Les étudiants en médecine : entre passion et désillusion
Les facultés de médecine marocaines forment chaque année environ 2 000 nouveaux médecins. Pourtant, dès les premières années d’études, les étudiants sont confrontés à des réalités décourageantes : amphithéâtres surpeuplés, manque d’encadrement clinique, et stages hospitaliers où ils découvrent les dysfonctionnements du système.
« Nous entrons en médecine avec l’idée noble de soigner et de sauver des vies, mais nous nous retrouvons rapidement confrontés à la réalité d’un système à bout de souffle« , confie Youssef, étudiant à Casablanca. Cette désillusion précoce pousse certains étudiants à envisager très tôt une carrière à l’étranger, privant le pays de talents formés à grands frais.
Comment espérer retenir les talents quand un médecin spécialiste gagne en moyenne 8 000 dirhams dans le public marocain, contre l’équivalent de 40 000 dirhams en France ?

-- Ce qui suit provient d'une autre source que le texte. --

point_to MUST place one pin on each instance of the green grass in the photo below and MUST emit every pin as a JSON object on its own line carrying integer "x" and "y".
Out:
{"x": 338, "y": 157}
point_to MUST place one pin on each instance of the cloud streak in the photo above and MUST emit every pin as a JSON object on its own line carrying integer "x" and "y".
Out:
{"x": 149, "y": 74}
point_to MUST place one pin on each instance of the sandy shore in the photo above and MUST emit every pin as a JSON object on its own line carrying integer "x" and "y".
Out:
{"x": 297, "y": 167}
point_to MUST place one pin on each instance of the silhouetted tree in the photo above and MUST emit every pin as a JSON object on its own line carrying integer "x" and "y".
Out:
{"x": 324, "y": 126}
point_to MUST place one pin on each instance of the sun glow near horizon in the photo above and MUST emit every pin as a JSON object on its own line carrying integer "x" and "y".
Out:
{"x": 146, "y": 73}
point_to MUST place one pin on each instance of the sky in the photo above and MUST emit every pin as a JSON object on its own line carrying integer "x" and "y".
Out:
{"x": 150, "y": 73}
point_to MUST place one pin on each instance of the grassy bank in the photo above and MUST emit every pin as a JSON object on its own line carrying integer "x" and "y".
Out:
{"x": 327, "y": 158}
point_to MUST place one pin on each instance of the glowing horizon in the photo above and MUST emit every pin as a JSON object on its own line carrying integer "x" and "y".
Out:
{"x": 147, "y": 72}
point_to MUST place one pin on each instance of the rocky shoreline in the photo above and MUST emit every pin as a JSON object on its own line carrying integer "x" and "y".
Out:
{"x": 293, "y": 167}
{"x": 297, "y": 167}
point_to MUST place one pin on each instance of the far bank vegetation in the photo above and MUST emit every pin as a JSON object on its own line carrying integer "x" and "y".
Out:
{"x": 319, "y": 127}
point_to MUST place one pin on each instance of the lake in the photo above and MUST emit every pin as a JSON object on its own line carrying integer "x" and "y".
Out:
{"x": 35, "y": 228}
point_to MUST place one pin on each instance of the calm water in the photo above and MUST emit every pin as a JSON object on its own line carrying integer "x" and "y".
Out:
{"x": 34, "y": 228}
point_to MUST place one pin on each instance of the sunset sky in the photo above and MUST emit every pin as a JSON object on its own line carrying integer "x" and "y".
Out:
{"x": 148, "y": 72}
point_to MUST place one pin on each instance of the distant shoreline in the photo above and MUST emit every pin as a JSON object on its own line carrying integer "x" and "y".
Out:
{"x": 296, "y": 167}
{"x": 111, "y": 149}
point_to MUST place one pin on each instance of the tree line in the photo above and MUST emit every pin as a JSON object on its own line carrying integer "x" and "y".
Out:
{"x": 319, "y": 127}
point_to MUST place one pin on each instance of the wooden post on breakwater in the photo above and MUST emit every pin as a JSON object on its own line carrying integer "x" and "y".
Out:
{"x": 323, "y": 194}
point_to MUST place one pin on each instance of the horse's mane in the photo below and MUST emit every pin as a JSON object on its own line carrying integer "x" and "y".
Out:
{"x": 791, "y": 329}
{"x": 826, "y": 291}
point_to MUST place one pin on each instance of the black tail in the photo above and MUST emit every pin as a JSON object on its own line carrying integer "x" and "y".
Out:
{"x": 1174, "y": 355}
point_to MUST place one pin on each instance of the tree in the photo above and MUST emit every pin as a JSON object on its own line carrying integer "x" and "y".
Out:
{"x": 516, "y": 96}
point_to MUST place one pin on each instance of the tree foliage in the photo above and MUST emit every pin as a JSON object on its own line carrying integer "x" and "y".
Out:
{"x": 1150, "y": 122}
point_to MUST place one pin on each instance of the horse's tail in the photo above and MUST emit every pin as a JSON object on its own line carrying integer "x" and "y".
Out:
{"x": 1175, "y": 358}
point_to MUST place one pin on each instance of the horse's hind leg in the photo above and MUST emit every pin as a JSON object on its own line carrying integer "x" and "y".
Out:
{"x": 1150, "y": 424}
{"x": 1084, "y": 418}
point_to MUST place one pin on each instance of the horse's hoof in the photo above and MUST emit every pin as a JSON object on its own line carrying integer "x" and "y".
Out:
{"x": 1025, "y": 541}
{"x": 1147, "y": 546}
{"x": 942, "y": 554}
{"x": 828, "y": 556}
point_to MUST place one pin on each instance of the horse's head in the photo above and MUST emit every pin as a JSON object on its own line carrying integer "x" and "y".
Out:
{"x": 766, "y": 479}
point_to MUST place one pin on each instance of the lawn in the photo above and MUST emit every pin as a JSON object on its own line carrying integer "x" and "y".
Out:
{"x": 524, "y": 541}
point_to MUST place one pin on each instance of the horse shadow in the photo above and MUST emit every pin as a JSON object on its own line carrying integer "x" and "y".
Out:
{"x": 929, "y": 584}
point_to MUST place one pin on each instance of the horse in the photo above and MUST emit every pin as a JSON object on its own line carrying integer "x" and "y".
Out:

Le personnel infirmier : une crise dans la crise
Si la situation des médecins retient l’attention médiatique, celle du personnel infirmier révèle une crise encore plus profonde et immédiate. Les chiffres récents sont alarmants : avec seulement 448 postes budgétaires ouverts cette année pour l’ensemble du territoire national, les perspectives d’emploi pour ces professionnels s’assombrissent drastiquement.
Cette pénurie de postes contraste brutalement avec les besoins réels du terrain. Le Maroc a besoin de plus de 64 000 infirmiers pour atteindre les Objectifs de développement durable (ODD) à l’horizon 2030, mais ne propose que quelques centaines de postes par an. La Coordination nationale des étudiants, diplômés et infirmiers des Instituts supérieurs des professions infirmières et techniques de santé tire la sonnette d’alarme à Casablanca, dénonçant cette situation critique qui aggrave une pénurie de personnel déjà criante explique le journal LeMatin.
Avec des salaires dérisoires débutant à 3 000 dirhams mensuels et des conditions de travail souvent déplorables, les infirmiers subissent une triple peine : précarité économique, absence de reconnaissance sociale et quasi-impossibilité d’accéder à un emploi stable dans le secteur public.
Fatima, infirmière depuis quinze ans dans un hôpital provincial, nous résume la situation : « Nous sommes en première ligne face aux patients, nous assumons des responsibilités énormes, mais notre statut social et notre rémunération ne reflètent en rien notre contribution réelle au système de santé. Et maintenant, même les nouveaux diplômés peinent à trouver du travail. »
Des actions qui vont s’intensifier
Face à cette impasse, la Coordination promet d’intensifier ses actions de protestation. Un bras de fer semble se dessiner entre les autorités et ces professionnels en quête de reconnaissance, laissant présager une escalade qui pourrait avoir des conséquences directes sur les patients et le système de santé dans son ensemble.
Les soignants marocains, qu’ils soient étudiants, médecins ou infirmiers, méritent mieux qu’un système qui les épuise et les décourage. Leur engagement et leur dévouement constituent un patrimoine national qu’il serait dramatique de dilapider par manque de vision et de volonté politique.